呻吟語 / 内篇・問學・心平らか氣和して卻って執持擔當す
學者只能使心平氣和,便有幾分工夫。心乎氣和人遇事卻執持擔當,毅然不撓,便有幾分人品。
新字:学者只能使心平気和,便有幾分工夫。心乎気和人遇事却執持担当,毅然不撓,便有幾分人品。
書き下し
學者只だ能く心を平らかにし氣を和せしむれば、便ち幾分の工夫有り。心平らか氣和して人事に遇へば卻って執持擔當し、毅然として撓まざれば、便ち幾分の人品有り。
現代語訳
学ぶ者がただ心を平らかにし気を和やかにできれば、それで幾分かの工夫があります。

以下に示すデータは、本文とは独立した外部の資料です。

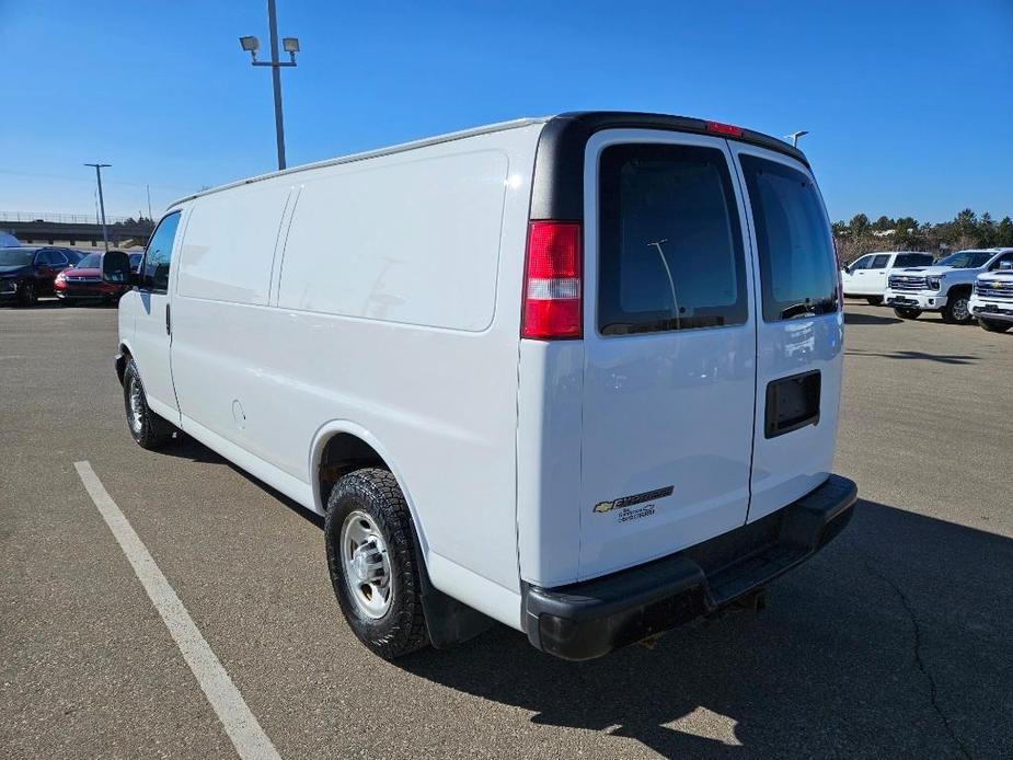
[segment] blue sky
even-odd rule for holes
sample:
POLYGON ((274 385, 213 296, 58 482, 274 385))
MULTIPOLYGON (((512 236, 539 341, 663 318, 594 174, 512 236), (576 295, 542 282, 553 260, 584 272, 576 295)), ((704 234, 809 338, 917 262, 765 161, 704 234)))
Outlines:
MULTIPOLYGON (((833 219, 1013 215, 1013 0, 278 0, 289 165, 563 111, 808 129, 833 219)), ((275 168, 266 3, 0 0, 0 210, 156 215, 275 168)))

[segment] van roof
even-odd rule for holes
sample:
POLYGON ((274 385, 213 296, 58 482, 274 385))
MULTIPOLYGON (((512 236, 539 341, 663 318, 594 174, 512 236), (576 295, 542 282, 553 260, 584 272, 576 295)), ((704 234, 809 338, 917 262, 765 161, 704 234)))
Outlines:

心が平らかで気が和やかでありながら、事に遭えばしっかり握って引き受け、毅然として折れなければ、それで幾分かの人品があります。
解説
穏やかさと強さを、二段に分けて示します。穏やかにできれば工夫がある段、穏やかなまま毅然と引き受けられれば人品がある段。穏やかさだけでは足りず、そこに折れない強さが加わって初めて人品になるという構図です。柔らかさが弱さに落ちないための条件を示した一段と読めます。柔らかさが弱さに落ちないための条件を示した一段です。